Template:Chinese name Ye Jianying (Template:Zh-stpw) (April 28, 1897-October 22, 1986) was a Chinese Communist general and the chairman of the Standing Committee of the National People's Congress from 1978 to 1983.
Born Ye Yiwei (葉宜偉) into a wealthy merchant family in Meixian County, Guangdong Province, his courtesy name was Cangbai (滄白). He belonged to the Hakka minority. After graduation from the Yunnan Military Academy in 1919, he joined Sun Yat-sen and the Kuomintang (KMT). He taught at the Whampoa Military Academy and joined the communist party in 1927.
In 1927, he participated in the failed Nanchang Uprising and was forced to flee to Hong Kong with another two communist leaders of the uprising, Zhou Enlai and Ye Ting (not related to Ye Jianying), with two handguns among them. Although strongly opposed the Guangzhou Uprising with other military commanders such as Ye Ting in the same year, they nonetheless faithfully carried out their assigned duties in the uprising, which of course ended in disaster again, and once again, Ye was forced to flee to Hong Kong, like other communist leaders such as Ye Ting and Nie Rongzhen. However, Ye Jianying was far more fortunate than Ye Ting in that unlike Ye Ting who was made a scapegoat of the failure of the Comintern policy and forced into exile, Ye Jianying was not blamed and subsequently studied military science in Moscow.

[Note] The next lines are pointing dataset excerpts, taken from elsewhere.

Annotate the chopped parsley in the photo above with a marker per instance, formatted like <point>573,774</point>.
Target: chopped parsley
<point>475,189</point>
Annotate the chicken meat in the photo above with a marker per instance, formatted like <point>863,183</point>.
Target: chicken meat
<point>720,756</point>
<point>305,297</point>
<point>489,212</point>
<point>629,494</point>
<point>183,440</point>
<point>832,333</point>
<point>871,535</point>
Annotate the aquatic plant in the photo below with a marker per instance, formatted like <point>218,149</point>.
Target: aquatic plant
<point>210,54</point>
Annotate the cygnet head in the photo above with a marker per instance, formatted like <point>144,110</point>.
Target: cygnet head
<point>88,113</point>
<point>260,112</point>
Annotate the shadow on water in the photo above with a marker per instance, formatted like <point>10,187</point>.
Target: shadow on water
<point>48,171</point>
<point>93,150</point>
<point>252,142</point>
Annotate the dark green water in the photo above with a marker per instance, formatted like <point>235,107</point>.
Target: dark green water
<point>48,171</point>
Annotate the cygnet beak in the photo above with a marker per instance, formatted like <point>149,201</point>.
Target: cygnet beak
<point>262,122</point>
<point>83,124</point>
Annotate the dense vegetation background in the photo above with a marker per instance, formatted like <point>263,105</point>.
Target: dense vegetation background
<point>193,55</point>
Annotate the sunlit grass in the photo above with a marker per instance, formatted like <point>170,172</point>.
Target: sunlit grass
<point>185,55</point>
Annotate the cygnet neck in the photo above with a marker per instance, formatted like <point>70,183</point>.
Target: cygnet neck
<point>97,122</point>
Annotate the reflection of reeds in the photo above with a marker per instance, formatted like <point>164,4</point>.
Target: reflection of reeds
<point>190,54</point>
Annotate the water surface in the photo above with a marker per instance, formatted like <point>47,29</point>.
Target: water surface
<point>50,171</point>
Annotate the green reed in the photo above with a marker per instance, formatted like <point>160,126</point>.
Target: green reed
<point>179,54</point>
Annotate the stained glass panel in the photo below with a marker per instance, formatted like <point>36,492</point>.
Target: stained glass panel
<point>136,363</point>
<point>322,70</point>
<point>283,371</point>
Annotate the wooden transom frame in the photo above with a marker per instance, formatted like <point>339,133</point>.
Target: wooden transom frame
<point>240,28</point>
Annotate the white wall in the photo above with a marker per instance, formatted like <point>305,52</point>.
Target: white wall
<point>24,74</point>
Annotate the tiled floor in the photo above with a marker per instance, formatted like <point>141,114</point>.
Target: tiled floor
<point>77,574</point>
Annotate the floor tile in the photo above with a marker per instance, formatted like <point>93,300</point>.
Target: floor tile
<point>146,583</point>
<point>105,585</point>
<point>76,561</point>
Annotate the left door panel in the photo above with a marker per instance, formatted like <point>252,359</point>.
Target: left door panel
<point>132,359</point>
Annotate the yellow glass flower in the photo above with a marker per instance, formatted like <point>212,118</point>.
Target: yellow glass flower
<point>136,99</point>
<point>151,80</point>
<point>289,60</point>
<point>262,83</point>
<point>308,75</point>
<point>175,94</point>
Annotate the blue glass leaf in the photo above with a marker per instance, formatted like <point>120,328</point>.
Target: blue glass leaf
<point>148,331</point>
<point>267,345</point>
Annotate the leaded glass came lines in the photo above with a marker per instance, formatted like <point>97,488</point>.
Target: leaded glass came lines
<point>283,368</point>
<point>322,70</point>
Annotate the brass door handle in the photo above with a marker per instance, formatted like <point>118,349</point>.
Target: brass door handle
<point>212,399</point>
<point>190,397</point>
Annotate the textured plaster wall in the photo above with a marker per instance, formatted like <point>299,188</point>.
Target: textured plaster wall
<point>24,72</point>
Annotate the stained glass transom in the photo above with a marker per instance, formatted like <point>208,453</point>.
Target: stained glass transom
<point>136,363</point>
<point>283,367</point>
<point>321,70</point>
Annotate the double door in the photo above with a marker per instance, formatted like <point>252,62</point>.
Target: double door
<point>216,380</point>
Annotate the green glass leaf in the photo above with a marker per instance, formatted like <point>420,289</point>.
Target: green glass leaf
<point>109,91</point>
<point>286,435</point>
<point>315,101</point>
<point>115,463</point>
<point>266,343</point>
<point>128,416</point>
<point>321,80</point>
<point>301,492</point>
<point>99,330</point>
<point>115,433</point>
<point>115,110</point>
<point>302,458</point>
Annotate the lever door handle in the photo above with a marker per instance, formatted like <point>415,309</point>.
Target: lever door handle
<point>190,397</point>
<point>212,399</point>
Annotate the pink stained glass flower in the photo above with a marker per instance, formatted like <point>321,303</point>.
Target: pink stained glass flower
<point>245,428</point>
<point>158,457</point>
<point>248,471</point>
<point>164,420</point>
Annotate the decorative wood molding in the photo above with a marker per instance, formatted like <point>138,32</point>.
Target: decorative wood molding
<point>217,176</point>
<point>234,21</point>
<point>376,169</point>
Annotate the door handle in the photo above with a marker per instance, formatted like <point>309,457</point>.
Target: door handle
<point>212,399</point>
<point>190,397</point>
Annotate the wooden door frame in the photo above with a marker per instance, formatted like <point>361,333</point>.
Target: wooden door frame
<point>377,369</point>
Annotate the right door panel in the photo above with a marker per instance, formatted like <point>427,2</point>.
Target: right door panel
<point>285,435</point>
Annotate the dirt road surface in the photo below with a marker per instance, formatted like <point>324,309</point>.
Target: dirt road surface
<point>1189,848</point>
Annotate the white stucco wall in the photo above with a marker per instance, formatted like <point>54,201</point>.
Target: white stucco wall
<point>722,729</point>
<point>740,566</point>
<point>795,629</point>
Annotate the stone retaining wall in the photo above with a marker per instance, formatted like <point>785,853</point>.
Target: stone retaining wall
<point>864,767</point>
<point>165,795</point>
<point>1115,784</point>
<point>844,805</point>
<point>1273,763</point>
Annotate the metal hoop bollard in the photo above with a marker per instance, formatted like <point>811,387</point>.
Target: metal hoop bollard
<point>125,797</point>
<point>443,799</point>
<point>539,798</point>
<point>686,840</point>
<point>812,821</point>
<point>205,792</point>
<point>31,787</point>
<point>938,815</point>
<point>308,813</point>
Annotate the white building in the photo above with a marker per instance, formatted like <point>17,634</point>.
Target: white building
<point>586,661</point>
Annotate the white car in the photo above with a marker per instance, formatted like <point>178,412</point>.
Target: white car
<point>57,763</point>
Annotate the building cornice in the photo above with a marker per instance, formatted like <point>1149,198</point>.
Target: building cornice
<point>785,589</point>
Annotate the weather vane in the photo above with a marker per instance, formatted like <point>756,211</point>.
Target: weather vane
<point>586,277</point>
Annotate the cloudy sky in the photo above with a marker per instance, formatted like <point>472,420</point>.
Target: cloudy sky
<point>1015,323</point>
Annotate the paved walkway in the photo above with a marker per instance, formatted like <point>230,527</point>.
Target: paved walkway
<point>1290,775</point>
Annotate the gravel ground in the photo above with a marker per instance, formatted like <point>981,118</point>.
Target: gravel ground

After returning to China in 1932 he joined the Jiangxi Soviet. He served as Chief of Staff of Zhang Guotao's Fourth Front Army. However, after the Zhang's force met with Mao Zedong's force during the Long March, Comintern's plan of letting him help Zhang Guotao was dashed when Mao Zedong and Zhang Guotao disagreed on the next move of the Chinese Red Army. Zhang insisted on turning southward to establish a new base in the regions inhabited by Tibetan and Qiang minorities, which later proved to be a disaster, causing Zhang to loose over 75% of his force and eventually forced him to return to the communist base in Shaanxi, as Mao correctly pointed out the way it should. As chief of staff of Zhang Guotao, Ye Jianying realized Mao was right but could not convice Zhang to go with Mao's plan, and instead of supporting Zhang unconditionally like he did during the Guangzhou Uprising, Ye Jianying sided with Mao Zedong by escaping to Mao's headquarter from Zhang's headquarter, taking all the codes books and maps with him. As a result, Zhang's communication with Comintern was cut while Mao established the radio link with the Comintern, which was forced to accept Mao's leadership in the Communist Party of China. Mao would never forget the contribution of Ye and in his own words, Y"e Jianying saved the (Chinese Communist) Party, the (Chinese) red army, and the (Chinese) revolution".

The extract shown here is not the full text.